When Mayor Frank Scott Jr. touted the Amazon distribution center at the Little Rock Port as one of the recent pieces of good news for the city, it prompted a question:
But isn’t the Amazon site OUTSIDE the city limits of Little Rock? Indeed it is.
And that prompted another question: Might the city seek to annex this property?
I put the question to the mayor’s private PR contractor, Stephanie Jackson, and I got this response:
Yes, we have plans to annex the site into the city soon.
I’ve asked followup questions: 1) if the city has an agreement with Amazon to be annexed; 2) what might the tax benefit be to the city.
Annexation would produce a financial windfall that the money-strapped city could use. The land alone cost $3.2 million. The four-story building will be 3.2-million-square feet of space under roof and personal property at the facility will include expensive robots.
The exact cost of the project isn’t known, but the financial group that will own the property and lease it back to Amazon put a $1.68 billion mortgage on the property. It’s unclear if that mortgage might include other Amazon properties. The building permit for a 1-million-square-foot Amazon center in North Little Rock was for $105 million.
Similar projects in other cities have been put in the range of $200 million dollars.
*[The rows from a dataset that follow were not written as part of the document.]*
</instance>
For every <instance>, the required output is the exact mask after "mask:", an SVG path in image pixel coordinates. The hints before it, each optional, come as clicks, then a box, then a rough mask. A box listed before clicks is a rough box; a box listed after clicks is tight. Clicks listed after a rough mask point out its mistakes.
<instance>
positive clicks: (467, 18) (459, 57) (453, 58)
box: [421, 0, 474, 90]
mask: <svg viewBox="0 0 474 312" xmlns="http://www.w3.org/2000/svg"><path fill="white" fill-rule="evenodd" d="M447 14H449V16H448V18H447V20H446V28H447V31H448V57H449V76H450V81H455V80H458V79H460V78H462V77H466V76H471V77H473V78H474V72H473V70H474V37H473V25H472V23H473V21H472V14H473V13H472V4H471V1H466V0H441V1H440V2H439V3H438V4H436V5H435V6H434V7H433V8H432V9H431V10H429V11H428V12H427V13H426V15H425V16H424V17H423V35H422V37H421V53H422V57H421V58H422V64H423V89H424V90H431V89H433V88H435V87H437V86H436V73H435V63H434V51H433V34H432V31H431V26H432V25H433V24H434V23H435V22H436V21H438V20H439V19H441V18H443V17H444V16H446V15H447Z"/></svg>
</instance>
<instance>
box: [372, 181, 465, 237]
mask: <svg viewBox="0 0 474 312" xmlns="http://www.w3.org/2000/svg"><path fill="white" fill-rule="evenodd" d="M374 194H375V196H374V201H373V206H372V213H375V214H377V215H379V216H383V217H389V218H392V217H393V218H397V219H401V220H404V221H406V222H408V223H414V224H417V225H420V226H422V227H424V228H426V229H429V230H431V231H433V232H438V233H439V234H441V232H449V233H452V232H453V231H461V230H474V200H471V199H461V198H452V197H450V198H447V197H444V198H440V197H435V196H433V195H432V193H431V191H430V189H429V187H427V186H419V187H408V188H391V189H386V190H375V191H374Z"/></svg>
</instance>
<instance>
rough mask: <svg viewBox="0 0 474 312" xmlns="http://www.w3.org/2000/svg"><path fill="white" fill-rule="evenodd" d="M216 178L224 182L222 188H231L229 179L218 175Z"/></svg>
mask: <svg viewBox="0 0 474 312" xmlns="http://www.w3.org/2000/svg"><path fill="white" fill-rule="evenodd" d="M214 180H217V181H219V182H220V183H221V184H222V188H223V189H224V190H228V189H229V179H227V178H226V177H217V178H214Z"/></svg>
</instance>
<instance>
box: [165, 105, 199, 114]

The city has a 5-mill property tax, part of just over 70 mills assessed by the county, schools and other taxing entities. The effective tax rate is 1.4 percent of market value, with the city keeping about 14 percent of that. So at a $200 million valuation, the city could realize $400,000 or so. But this is just a very rough calculation.
UPDATE: Bryan Day, the port director, confirms Amazon agreed to be annexed in striking the land purchase agreement. He said plans are underway to annex that property and some other port parcels. This is not a payment-in-lieu-of-taxes deal, as sometimes applies to industry developments. The land will be taxed normally.